Performance Load Test Results with Auto-scaling

From our previous benchmark test, the UJ should complete in approximately 47 seconds but in the auto-scaling test as the load went over 50 users the download speed started to climb very quickly.  We observed that the CPU was also moving towards 100% at this point, but the planned auto-scaling had not kicked in.      

Auto-scaling had been configured to bring more resources to bear from 70% CPU utilisation, but only if CPU was at 70% or greater for 10 minutes, so we had found the reason why more servers had not spun up.   This proved to be the case as about 10 minutes after auto-scaling had occurred the download speed started to improve due to the extra resources within the environment .

The client quickly configured a new rule that stated that if CPU is 80% or greater, then just spin up the extra resources.  This dynamic change to configuration proved worthy as CPU started to climb again at about 18 minutes. This was sufficient to contain the increasing workload on the CPU resources and start to reduce download speed.

In the graph we can see than the UJ never recovers back to target time of 47 seconds. Further investigation showed that this was due to a secondary problem that had been identified through performance load testing.
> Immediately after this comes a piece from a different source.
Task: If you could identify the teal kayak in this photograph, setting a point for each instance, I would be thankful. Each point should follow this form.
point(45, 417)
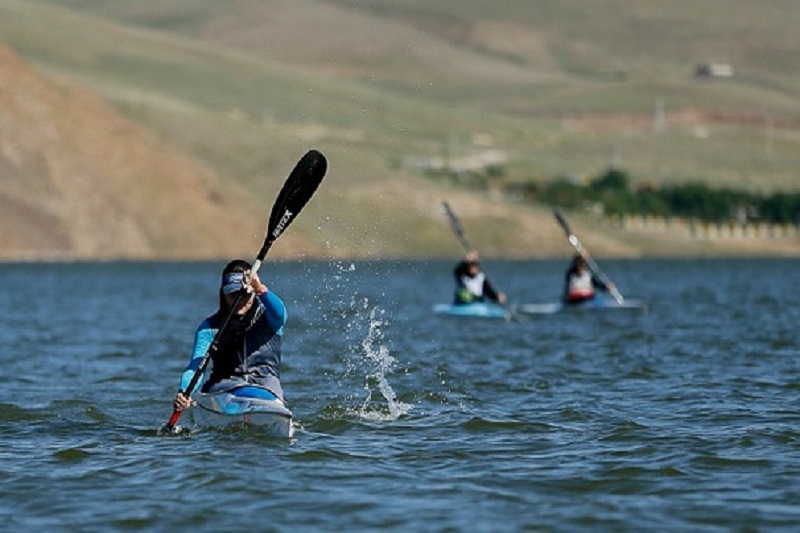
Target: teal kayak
point(477, 310)
point(249, 405)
Database Transaction Units (DTUs)

Because we could now see the CPU resources had settled to an acceptable level this secondary problem was something new.  

The client’s databases are hosted in Microsoft’s Azure where it is possible to procure a specific performance level for your database. This is where Microsoft is committing a certain level of resources for your specific database with the intention of delivering a predictable level of performance.  The Azure platform implements this approach through the concept of Database Transaction Units (DTUs) and this enables Microsoft to charge a price that will be dependent upon how performant you want your databases to be, so it is important to get these settings right.

Further analysis showed that the number of DTUs assigned to one of the three databases used in this UJ had reached its maximum.  Consequently, the database was unable to work any faster. 

Of course, the simple thing to do at this point would be to add ore DTUs, which over time could prove expensive as this could be a never ending cost to the operating budget.  However, the client decided it was worth a review of how this specific database was being used in this UJ. Using the knowledge gained of how the application works under load the client was able to make some minor enhancements that resolved this without incurring further infrastructure costs.

It’s Not a Cloudy Day Though

As a mainstream technology Cloud delivers many benefits and advanced infrastructure features that enable consistent performance and the dynamic scaling of services.  However, regular and effective performance load testing is essential to maximising cost benefits while ensuring that your website or application will perform for your end-users as expected when most needed.